Some of the junk is Josh's, because the only reason we don't have blow-out fights about all the mess is that we are similarly messy people. While his piles of crap make my eye twitch, I've got too many of my own piles to harp on it. So I'm going to tend my own garden for a while, and then once I've lifted that weight, I can get to nagging about the random musical equipment lying around. If you're going to nag, do it from the moral high ground.

The first thing I did was to transform ripped futon covers into fabric scraps. We had four of these, four futon covers that were useless at covering a futon, courtesy of my pitbull. I will restate that pitbulls are sweet and faithful pets, but they are rough on the furniture. In her defense, she was not trying to rip holes in the futon covers. She was merely trying to de-stuff the futon mattress, and the cover just got in the way. The mattress itself is sad, but barely two years old, and I will be danged if I get a new one for her to ruin. At first, I sewed up the holes the best I could, and then I tried using iron-on patches, but those were a lot of work when the wound was just going to be reopened by the same muscular jaws. So, duct tape, then.

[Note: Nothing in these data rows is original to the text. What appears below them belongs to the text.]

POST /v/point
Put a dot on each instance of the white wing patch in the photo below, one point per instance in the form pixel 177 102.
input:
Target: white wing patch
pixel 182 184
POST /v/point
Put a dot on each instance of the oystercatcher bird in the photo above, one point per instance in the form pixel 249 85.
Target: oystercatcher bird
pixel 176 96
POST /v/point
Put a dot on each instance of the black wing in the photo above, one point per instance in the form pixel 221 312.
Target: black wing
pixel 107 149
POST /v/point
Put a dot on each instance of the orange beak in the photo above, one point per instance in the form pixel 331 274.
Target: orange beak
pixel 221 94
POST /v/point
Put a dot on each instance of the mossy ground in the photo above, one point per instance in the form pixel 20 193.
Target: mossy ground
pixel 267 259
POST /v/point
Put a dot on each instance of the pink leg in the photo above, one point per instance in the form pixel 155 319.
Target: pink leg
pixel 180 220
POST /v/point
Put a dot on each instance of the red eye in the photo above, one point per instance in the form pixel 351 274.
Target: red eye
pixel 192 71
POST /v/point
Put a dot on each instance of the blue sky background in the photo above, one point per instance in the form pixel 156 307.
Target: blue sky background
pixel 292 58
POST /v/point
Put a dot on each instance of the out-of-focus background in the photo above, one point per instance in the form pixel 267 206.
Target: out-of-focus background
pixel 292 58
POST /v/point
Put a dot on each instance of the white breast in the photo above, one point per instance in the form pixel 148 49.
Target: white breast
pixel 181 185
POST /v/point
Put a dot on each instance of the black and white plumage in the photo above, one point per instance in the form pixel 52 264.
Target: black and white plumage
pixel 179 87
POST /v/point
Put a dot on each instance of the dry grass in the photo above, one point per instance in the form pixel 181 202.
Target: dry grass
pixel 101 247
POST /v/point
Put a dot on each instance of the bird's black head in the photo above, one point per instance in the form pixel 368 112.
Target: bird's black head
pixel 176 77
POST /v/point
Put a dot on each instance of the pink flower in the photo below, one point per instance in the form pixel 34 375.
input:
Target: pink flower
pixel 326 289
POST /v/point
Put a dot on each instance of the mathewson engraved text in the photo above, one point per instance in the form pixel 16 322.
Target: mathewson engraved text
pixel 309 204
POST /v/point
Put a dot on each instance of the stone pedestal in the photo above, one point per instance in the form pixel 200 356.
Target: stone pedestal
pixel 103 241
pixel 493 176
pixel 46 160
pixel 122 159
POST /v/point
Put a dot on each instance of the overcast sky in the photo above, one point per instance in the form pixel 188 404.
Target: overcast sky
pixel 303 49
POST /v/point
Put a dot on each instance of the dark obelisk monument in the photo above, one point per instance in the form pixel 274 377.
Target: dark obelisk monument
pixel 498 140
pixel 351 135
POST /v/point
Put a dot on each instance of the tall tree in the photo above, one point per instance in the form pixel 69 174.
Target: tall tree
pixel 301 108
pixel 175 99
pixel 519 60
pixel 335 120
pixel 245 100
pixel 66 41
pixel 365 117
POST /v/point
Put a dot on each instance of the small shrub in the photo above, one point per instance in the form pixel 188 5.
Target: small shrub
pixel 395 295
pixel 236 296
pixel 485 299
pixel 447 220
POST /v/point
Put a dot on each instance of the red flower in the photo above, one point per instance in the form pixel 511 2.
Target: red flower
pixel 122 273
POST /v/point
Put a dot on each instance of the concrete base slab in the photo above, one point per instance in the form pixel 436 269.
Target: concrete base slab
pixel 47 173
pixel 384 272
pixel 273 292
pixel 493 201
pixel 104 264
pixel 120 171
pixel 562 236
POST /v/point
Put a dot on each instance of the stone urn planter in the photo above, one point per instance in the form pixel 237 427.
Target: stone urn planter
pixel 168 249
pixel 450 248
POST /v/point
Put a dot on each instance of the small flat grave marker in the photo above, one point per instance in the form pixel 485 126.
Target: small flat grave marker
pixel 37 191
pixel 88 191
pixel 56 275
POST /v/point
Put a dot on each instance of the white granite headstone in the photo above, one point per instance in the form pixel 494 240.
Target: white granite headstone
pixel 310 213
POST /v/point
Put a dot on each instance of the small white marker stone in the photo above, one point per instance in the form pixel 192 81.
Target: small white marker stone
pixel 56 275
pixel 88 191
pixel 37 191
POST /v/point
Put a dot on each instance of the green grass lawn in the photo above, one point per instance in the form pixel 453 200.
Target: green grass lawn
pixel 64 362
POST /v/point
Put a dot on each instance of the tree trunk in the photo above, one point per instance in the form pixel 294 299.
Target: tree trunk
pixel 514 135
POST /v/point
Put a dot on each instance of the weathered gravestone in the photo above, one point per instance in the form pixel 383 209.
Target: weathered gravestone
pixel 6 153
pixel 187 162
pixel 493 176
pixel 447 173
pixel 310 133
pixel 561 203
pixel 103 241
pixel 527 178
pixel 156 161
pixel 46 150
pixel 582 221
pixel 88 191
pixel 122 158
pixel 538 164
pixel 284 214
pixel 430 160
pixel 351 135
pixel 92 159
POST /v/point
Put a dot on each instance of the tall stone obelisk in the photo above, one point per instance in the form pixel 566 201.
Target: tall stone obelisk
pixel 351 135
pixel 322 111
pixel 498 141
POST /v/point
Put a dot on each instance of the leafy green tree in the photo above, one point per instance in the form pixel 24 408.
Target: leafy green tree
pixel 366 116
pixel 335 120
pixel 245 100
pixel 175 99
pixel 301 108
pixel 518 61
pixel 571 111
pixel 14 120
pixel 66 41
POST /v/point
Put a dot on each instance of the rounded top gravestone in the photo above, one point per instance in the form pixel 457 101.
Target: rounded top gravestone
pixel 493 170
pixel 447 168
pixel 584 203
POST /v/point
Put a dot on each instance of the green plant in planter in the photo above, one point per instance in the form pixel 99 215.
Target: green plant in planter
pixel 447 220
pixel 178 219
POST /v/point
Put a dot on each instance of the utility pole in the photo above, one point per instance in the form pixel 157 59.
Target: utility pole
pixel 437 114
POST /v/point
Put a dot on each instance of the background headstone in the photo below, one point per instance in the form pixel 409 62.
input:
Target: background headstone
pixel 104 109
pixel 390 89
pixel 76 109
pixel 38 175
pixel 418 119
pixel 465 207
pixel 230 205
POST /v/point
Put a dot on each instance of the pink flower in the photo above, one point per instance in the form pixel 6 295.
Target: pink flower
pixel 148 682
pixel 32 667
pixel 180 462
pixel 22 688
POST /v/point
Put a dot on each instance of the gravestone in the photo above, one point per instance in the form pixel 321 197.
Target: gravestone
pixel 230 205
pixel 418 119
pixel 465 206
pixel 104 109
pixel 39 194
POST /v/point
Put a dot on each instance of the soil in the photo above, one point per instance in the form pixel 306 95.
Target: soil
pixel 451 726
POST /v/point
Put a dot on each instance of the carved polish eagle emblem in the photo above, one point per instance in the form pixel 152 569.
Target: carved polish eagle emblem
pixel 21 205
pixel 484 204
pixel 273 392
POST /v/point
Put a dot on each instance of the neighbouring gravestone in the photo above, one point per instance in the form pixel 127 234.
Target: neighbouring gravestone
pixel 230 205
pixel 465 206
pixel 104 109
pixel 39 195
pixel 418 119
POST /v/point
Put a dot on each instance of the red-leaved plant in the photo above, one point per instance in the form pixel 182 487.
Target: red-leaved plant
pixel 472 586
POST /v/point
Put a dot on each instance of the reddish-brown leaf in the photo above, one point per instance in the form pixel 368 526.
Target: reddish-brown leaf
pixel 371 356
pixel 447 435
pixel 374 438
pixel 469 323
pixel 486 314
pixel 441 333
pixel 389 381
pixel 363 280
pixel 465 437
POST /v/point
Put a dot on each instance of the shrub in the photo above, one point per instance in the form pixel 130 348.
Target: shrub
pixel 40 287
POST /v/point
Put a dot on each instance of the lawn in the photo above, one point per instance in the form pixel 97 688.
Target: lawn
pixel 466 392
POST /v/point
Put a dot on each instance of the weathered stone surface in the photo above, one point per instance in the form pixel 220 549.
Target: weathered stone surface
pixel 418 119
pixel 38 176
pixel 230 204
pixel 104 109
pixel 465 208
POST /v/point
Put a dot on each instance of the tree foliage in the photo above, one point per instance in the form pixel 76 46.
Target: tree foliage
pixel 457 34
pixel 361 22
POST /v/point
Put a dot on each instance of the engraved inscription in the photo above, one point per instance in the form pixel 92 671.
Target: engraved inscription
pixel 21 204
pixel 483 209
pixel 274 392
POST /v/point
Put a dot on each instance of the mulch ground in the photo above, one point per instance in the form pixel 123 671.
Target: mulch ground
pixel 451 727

Futon covers are not easy to come by in the secondhand marketplace, and as a result I've switched to using fitted double sheets. These can be had for a dollar apiece if you're willing to dig through the bins at the Rescue Mission, though sometimes those bins also contain open safety pins and spiders. The sheet idea works great, though it still requires some fine-tuning. For instance, it took me only until the first rainy day to figure out that the sheets needed to be dark-colored, otherwise they get decorated with large paw prints. I don't care if there are muddy pawprints on my couch, but I don't want to be able to see them. The only problem with the sheet solution is that when the futon is in the couch position, the uncovered backside of the mattress shows through the wooden slats, and you can see the duct tape. The solution to this problem is to decide not to care.

I kept the futon covers, because...I don't know, because I did. Because I hate to throw stuff away. Because despite the ragged holes, most of the material was intact. Each cover had been ruined on both sides, of course, otherwise I would have just flipped them over. Obviously, I had already tried that, merely providing a fresh canvas for my dog's teeth. I had grand ideas about using the material in some kind of sewing project. Not that I didn't already have fabric scraps that I wasn't using, but now I had more.

Anyway, I decided that this was hoarding. And that when the time comes that I wanted to sew something specific, I could go to the bins at Rescue Mission. Maybe I'd get lucky and I could buy back my own futon covers. So I ripped apart the seams, and then cut around the holes so that it wasn't completely obvious that these were just ruined linens. And then I had a nice stack of fabric scraps, and I thought about how I could probably make something really cool out of this stuff, maybe I should keep - NO. That's hoarding. It feels good to purge, and it also feels good to rip things apart. Just ask my dog.